Pelaksana Tugas Jaksa Agung Darmono juga tak keberatan jika kasus Gayus diambil alih KPK. Namun, pengambilalihan hanya dilakukan untuk kasus yang belum ditangani Polri. ”Jika lebih baik, silakan saja,” katanya.Darmono menjelaskan, pengambilalihan perkara oleh KPK, yang sedang ditangani Polri atau Kejaksaan, memang dimungkinkan. Hal itu diatur dalam Undang-Undang Nomor 30 Tahun 2002 tentang KPK.

Ketua Mahkamah Konstitusi Mahfud MD tidak sependapat jika kasus yang diambil alih KPK adalah kasus penyuapan Gayus kepada petugas Rutan Brimob. Kasus itu sudah ditangani secara benar oleh polisi.
Ia menyarankan, KPK menangani kasus suap kepada Gayus dari tiga perusahaan besar yang sampai saat ini belum disentuh polisi dan jaksa. ”Lagi pula, datanya sudah ada,” kata Mahfud.

Selanjutnya adalah cuplikan tulisan dari anggota kompasioner lainnya yaitu Nur Setiono, beliau menulis dengan judul : Dalam Hal Intervensi Hukum SBY Kalah Sama Gayus…?.
Berikut cuplikannya :

Presiden SBY selalu ingin meletakkan hukum diatas segalanya. Beliau senantiasa berkata “tidak akan ikut intervensi dalam masalah hukum”. Namun entah apalah istilahnya, bahwa kasus Bibit-Chandra berakhir dengan ‘deponeering’, setelah ada ‘pengantar kata’ dari sang SBY, dimana beliau ‘meminta’ agar kasus tersebut diselesaikan diluar pengadilan. Luluhnya hati dan pikiran SBY kala itu tidak terlepas dari adanya desakan masyarakat via jejaring sosial Face Book.

Logika awam mengatakan, intervensi seorang presiden sungguhpun terhadap kasus hukum , bilamana hal itu bisa memberikan rasa keadilan bagi masyarakat luas dan kasusnya itu sendiri telah berkembang sedemikian rupa sehingga membawa kegaduhan tertentu, mengapa ditabukan? Semisal, pengoperalihan sebuah kasus dari kepolisian kepada KPK diatas. Toh KPK, sekalipun hanya bersifat ad hock dan para pimpinannya dipilih dengan mekanisme tersendiri, pada hakekatnya merupakan salah satu elemen dari sistem penegakkan hukum kita juga. Intervensi ditabukan, bilamana diarahkan demi kepentingan fihak fihak tertentu saja, terutama yang tidak menyentuh kemaslahatan rakyat secara keseluruhan.
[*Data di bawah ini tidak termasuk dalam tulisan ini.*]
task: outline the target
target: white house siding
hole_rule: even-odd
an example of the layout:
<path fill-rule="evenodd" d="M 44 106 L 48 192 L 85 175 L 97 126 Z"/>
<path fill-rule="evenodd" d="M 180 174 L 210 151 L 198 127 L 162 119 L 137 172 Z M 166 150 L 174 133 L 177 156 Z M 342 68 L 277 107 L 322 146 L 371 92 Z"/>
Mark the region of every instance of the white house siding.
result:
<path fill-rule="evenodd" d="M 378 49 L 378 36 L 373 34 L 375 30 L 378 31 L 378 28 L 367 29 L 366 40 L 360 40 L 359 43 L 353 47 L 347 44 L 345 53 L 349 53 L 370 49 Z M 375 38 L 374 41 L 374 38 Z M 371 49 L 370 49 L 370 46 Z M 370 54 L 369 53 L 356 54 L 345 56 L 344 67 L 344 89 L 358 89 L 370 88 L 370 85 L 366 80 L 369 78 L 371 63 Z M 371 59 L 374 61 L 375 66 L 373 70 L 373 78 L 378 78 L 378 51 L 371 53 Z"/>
Presiden dalam menjalankan roda pemerintahannya, tentu harus mendelagasikan sebagian kewenangan teknisnya kepada para pembantu atau anggota kabinetnya, termasuk bidang hukum, yang dalam hal ini kepada kepolisian dan atau kejaksaan.

Sebesar apapun kesalahan para pembantu presiden tersebut, akan sangat berimbas terhadap kinerja presiden, karena presiden menjadi penanggung jawab utama jalannya roda organisasi pemerintahan.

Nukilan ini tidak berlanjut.